What good retail investors quickly realize is that portfolio diversification is key to solving woes related to stock picking. On a global level, the right allocation among bonds, stocks, mutual funds and ETFs leads to higher returns in the long run. So rather than allocating 100% of their investment into high-risk stocks, they distribute their dollars across a number of asset classes. Secondly, even for the stock portfolio, key is to diversify and know how to use the wealth of information available out there to make calculated bets.
Good retail investors take stock picking to the next level: they learn from the likes of Warren Buffett, Ben Graham, and Peter Lynch. Consider what Charlie Tian, the founder of Guru Focus, had to say about his early stock picking attempts:
"..I Had One Problem: I had absolutely no knowledge whatsoever when it came to investing. At the peak of the internet bubble, I was buying shares in fiber optic companies which I thought had the brightest future. My fiber optics stocks quickly doubled or tripled. Making money with stocks was easy, I thought. Then the bubble burst... "
What Tian did post bubble burst is quickly learned principles and built confidence about investing in stocks. He found out about Peter Lynch and his books that taught him about Warren Buffett, and his mentor, Ben Graham. And then he read all of Buffett's shareholder and partnership letters of the last 40 years. In other words, Tian did more than just a quick homework-he realized that successful investing is about knowledge and hard work, the idea that led him to start GuruFocus.
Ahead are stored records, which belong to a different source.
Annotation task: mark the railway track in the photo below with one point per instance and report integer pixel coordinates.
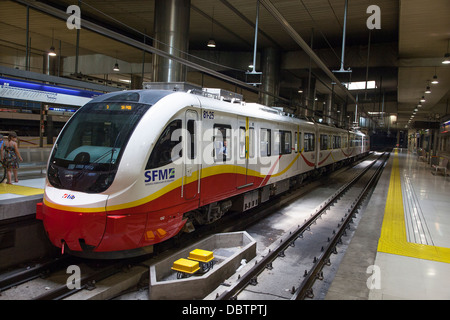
(304, 250)
(51, 278)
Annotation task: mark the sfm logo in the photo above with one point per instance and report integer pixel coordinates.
(159, 175)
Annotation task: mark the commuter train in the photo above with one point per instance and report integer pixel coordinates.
(135, 168)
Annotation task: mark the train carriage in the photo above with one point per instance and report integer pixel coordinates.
(135, 168)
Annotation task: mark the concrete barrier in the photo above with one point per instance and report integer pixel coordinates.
(229, 249)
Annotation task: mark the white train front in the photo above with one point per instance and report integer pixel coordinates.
(134, 168)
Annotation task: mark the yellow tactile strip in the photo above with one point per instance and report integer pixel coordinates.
(19, 190)
(393, 232)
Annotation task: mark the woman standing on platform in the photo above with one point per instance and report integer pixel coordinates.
(11, 156)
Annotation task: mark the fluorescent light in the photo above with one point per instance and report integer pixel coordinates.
(360, 85)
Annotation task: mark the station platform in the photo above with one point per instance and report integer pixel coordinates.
(401, 248)
(19, 199)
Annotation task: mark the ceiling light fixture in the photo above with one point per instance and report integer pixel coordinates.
(52, 52)
(116, 66)
(212, 42)
(435, 80)
(447, 55)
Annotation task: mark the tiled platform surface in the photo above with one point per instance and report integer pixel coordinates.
(19, 199)
(401, 248)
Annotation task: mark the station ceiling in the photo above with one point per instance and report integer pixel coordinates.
(404, 54)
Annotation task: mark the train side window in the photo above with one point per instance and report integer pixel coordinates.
(251, 142)
(168, 147)
(222, 143)
(242, 146)
(277, 142)
(265, 142)
(336, 142)
(192, 151)
(309, 142)
(323, 142)
(297, 141)
(285, 142)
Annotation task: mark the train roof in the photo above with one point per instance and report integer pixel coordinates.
(212, 99)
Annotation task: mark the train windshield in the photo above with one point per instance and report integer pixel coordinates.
(88, 151)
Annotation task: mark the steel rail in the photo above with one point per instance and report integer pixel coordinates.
(304, 290)
(272, 255)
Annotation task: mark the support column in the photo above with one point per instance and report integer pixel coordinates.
(171, 35)
(328, 112)
(271, 75)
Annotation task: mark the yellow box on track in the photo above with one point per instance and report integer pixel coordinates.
(201, 255)
(186, 266)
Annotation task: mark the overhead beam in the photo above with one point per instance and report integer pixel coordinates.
(134, 43)
(299, 40)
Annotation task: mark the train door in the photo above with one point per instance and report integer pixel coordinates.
(191, 161)
(246, 152)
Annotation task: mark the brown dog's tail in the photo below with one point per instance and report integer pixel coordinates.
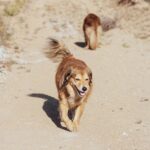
(92, 39)
(56, 50)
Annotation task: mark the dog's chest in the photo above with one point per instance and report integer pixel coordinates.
(74, 101)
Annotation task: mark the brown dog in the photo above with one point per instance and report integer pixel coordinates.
(74, 84)
(92, 30)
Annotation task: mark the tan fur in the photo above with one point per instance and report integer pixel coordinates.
(74, 83)
(92, 30)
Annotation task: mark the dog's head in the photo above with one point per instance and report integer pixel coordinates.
(80, 80)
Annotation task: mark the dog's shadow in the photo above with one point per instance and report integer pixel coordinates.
(80, 44)
(50, 107)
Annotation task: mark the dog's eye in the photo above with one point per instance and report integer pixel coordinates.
(77, 79)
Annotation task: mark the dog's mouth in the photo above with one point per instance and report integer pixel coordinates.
(80, 93)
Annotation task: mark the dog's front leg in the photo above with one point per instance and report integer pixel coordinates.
(63, 109)
(78, 114)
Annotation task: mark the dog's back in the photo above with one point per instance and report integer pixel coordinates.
(92, 30)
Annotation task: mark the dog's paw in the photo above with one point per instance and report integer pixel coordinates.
(70, 126)
(75, 126)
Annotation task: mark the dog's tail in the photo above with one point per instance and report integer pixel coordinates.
(94, 37)
(56, 50)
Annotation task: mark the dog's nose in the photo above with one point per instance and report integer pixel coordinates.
(84, 88)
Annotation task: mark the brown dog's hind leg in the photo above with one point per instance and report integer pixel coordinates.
(78, 114)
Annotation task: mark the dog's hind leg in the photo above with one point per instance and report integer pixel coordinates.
(99, 34)
(78, 114)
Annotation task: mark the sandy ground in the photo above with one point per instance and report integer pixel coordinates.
(117, 115)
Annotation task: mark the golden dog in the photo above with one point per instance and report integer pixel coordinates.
(92, 30)
(74, 84)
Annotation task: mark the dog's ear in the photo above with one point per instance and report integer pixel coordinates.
(65, 78)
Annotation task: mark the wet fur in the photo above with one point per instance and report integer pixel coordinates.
(92, 30)
(69, 99)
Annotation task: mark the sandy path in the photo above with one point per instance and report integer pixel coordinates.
(117, 114)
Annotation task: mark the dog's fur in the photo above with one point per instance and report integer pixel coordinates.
(74, 84)
(92, 30)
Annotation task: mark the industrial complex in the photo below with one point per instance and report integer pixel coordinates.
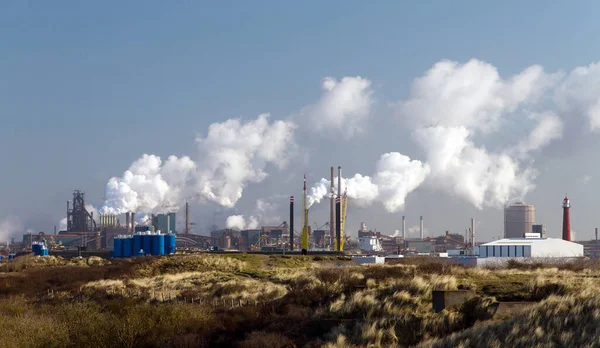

Easy to say, hard to do-you may think-as most of retail investors don't have enough time in their lives to research stocks. But there is a shortcut in the process-you can stand on the shoulders of giants. Let me explain what that means. There are more than 10,000 stocks traded on NYSE and NASDAQ. Rather than coming up with your own ideas for stock investments, you can generate ideas from the portfolios of most successful investors. If you ride on the coattails of investors who are doing it for living, wouldn't your risk of making bad bets drop precipitously?
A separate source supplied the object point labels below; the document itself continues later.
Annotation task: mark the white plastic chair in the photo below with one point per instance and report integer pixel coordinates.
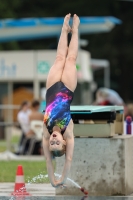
(37, 127)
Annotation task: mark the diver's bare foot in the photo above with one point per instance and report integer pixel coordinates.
(76, 22)
(66, 26)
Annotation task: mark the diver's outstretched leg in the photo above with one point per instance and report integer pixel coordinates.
(56, 70)
(69, 75)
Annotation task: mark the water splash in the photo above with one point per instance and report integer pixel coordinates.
(72, 181)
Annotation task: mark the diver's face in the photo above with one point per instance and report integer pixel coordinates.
(56, 141)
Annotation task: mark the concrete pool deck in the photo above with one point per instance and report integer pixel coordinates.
(34, 189)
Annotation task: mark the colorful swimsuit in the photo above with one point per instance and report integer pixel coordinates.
(57, 112)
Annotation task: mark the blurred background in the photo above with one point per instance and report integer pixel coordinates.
(29, 33)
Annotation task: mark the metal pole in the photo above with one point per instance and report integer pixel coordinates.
(107, 76)
(9, 116)
(35, 81)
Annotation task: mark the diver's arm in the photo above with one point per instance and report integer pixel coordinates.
(47, 154)
(68, 159)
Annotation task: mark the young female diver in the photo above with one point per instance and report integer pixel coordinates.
(61, 82)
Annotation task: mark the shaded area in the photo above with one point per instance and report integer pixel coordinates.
(66, 198)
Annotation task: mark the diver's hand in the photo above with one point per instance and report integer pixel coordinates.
(59, 183)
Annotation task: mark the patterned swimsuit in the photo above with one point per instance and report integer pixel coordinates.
(57, 112)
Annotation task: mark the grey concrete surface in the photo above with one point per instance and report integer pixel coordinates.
(104, 166)
(34, 189)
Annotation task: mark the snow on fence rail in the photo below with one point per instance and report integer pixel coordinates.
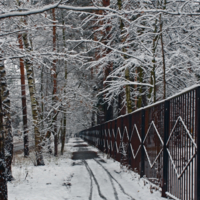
(162, 143)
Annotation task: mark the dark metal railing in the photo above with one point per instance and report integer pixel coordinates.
(161, 142)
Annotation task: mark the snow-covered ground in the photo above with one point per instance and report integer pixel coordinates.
(65, 179)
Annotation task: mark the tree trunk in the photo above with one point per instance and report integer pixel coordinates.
(7, 123)
(54, 87)
(3, 184)
(34, 104)
(24, 107)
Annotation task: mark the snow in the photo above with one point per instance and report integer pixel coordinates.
(67, 179)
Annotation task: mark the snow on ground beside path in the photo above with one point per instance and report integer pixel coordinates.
(65, 179)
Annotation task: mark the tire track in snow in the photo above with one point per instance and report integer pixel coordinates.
(95, 180)
(109, 174)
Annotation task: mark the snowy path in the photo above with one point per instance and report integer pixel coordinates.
(82, 173)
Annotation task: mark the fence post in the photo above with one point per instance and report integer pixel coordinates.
(198, 142)
(165, 155)
(142, 145)
(129, 135)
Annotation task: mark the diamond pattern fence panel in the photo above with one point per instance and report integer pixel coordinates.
(160, 142)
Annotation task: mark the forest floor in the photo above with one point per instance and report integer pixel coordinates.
(82, 173)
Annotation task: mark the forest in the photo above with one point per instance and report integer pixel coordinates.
(67, 65)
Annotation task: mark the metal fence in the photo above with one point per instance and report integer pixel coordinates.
(159, 141)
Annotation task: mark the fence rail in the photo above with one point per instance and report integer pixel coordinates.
(160, 141)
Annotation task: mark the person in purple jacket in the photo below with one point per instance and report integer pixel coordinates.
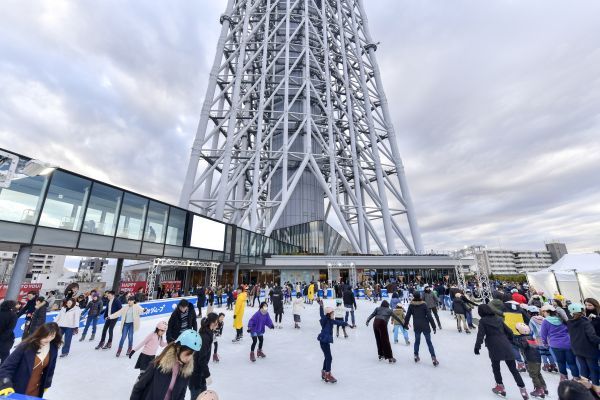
(256, 328)
(555, 334)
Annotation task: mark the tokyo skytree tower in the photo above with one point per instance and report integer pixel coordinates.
(295, 127)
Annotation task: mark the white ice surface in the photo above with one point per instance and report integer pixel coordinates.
(294, 359)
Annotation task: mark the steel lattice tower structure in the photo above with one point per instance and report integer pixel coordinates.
(295, 125)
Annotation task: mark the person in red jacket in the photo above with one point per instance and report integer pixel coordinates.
(518, 297)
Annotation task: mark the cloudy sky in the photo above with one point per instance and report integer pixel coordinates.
(496, 104)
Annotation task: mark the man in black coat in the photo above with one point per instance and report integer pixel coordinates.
(182, 318)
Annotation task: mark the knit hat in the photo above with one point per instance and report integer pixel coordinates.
(522, 328)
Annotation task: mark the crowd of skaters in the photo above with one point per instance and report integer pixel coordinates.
(521, 327)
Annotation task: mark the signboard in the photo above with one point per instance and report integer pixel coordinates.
(207, 234)
(132, 286)
(25, 287)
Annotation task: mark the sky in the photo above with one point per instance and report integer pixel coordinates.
(496, 104)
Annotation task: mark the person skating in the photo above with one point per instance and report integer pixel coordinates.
(277, 301)
(325, 339)
(529, 347)
(460, 311)
(584, 343)
(382, 315)
(338, 315)
(218, 332)
(30, 368)
(256, 328)
(555, 334)
(238, 313)
(8, 321)
(431, 299)
(297, 308)
(130, 323)
(112, 306)
(167, 377)
(422, 320)
(94, 309)
(498, 337)
(201, 375)
(68, 321)
(149, 347)
(181, 319)
(401, 314)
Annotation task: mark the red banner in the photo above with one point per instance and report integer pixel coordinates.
(25, 287)
(132, 287)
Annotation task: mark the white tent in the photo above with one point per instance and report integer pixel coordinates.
(575, 276)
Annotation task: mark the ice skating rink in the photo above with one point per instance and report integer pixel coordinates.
(292, 367)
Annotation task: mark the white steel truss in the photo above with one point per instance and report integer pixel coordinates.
(158, 263)
(295, 90)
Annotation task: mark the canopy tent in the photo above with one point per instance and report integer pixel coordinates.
(575, 276)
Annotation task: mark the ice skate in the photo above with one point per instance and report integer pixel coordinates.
(329, 378)
(499, 390)
(538, 393)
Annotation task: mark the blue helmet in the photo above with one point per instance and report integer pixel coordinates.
(190, 338)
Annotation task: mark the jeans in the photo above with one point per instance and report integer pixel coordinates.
(512, 367)
(93, 321)
(404, 333)
(326, 348)
(427, 339)
(563, 358)
(589, 368)
(350, 310)
(67, 336)
(127, 331)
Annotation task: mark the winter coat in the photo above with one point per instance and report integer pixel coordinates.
(258, 322)
(19, 364)
(277, 300)
(431, 299)
(94, 308)
(137, 312)
(8, 321)
(497, 337)
(422, 318)
(38, 318)
(151, 344)
(326, 335)
(349, 299)
(201, 359)
(384, 313)
(555, 333)
(584, 341)
(154, 382)
(69, 318)
(174, 324)
(238, 310)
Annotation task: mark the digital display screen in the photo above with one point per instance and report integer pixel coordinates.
(207, 234)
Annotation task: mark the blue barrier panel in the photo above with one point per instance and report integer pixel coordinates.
(153, 308)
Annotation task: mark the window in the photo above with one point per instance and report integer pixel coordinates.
(157, 222)
(101, 214)
(133, 214)
(176, 227)
(64, 203)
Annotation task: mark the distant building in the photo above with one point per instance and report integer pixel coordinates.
(557, 250)
(513, 262)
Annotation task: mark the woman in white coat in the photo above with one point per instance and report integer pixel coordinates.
(130, 322)
(68, 321)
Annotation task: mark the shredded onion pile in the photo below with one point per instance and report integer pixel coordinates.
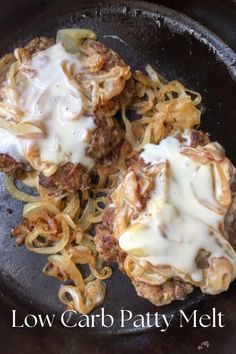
(62, 225)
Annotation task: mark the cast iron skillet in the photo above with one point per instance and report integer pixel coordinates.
(179, 48)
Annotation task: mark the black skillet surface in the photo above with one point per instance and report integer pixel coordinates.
(179, 48)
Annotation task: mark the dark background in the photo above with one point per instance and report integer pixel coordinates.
(219, 17)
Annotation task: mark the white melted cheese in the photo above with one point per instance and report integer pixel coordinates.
(45, 94)
(171, 232)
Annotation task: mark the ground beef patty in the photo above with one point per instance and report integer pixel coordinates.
(109, 250)
(105, 141)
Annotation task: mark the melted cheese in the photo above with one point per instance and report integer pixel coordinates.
(46, 95)
(171, 231)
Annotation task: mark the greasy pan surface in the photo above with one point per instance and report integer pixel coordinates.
(178, 48)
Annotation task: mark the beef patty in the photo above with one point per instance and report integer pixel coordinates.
(105, 141)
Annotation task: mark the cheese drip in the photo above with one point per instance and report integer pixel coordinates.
(46, 95)
(175, 225)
Theoretically, yes. Practically, you still need to be able to decipher signal from noise. There are so many tools and web sites that go into technicalities of investing, which is too complicated for most retail investors. Whatever requires more knowledge than high-school algebra, i.e., value screeners for ideas generation and research tools for idea analysis, is too complex for most stock pickers to digest in a short period of time they have to think about investments.
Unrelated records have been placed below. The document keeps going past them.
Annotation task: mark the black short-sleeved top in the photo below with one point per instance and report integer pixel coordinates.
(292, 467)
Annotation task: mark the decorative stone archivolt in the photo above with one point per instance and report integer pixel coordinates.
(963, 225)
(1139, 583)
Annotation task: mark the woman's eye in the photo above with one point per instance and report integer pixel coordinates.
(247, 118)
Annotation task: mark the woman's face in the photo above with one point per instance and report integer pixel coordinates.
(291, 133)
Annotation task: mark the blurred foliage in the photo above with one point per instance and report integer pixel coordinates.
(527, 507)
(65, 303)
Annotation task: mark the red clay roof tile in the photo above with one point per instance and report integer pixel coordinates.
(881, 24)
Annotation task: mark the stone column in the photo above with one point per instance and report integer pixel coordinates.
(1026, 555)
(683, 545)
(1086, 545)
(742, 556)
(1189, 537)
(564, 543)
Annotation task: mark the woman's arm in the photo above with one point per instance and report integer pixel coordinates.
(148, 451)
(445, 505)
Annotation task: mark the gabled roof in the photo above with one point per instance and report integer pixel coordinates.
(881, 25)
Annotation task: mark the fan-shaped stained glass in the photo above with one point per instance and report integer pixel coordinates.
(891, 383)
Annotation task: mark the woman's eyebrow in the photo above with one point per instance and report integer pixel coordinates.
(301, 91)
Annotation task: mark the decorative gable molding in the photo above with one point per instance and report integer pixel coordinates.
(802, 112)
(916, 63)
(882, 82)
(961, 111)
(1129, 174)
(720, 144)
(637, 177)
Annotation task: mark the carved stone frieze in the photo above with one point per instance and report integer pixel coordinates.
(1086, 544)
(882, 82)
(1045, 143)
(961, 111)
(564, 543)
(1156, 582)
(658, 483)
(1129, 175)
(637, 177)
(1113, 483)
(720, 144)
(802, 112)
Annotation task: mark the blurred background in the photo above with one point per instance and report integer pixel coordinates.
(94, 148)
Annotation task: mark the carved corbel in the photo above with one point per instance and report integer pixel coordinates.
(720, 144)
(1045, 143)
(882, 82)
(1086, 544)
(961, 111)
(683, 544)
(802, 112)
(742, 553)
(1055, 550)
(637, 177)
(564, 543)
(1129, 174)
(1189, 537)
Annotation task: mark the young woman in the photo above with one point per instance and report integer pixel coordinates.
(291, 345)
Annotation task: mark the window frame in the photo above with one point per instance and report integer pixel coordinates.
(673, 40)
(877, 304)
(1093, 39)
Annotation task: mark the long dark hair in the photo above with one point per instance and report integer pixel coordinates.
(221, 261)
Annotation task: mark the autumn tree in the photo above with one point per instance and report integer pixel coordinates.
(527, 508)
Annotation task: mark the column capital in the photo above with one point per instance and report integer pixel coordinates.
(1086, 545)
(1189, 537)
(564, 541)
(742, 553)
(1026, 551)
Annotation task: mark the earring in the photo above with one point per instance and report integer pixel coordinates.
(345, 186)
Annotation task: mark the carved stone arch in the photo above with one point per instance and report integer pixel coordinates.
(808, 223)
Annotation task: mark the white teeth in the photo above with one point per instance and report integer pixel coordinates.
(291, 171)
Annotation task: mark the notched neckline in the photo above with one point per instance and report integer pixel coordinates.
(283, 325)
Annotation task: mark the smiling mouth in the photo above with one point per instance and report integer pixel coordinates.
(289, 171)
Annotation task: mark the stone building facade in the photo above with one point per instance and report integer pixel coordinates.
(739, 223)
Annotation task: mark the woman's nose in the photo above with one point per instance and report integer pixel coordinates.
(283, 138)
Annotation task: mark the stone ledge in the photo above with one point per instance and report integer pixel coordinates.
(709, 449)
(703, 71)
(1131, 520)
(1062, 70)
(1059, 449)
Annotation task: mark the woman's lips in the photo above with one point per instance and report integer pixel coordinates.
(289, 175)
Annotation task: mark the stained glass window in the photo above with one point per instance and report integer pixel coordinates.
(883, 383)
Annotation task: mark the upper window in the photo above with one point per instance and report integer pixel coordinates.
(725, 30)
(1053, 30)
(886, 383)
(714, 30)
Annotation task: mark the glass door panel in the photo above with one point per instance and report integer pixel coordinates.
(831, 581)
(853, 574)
The alternative is to consider simple tools that provide stock pickers access to what current top investors are investing in today. It's important to note that current top investors encompass a much broader set of analysts than stock picking gurus such as Warren Buffett or Peter Lynch. Take for example the current list of top equity analysts-it features up and rising stars, in addition to star analysts such as Doug Anmuth of JPMorgan and Stephen Kim of Barclays. Bottom line, you don't need to do all the analysis if you're serious about stock picking-but you need to take input from those who have done the work, have a consistent track record you can rely on and are willing to share their latest recommendations and picks.
Like any other investment class, stocks are not going away any time soon. Neither is stock picking. But what has changes since the last bubble burst is the level of rigor investors bring into stock picking. And maybe the overall allocation of investment portfolios on stocks. And for retail investors, stock picking needs to be as simple as you can make it-which today is a significant gap in the retail investment space.
Disclosure: I have no positions in any stocks mentioned, and no plans to initiate any positions within the next 72 hours. I wrote this article myself, and it expresses my own opinions. I am not receiving compensation for it (other than from Seeking Alpha). I have no business relationship with any company whose stock is mentioned in this article.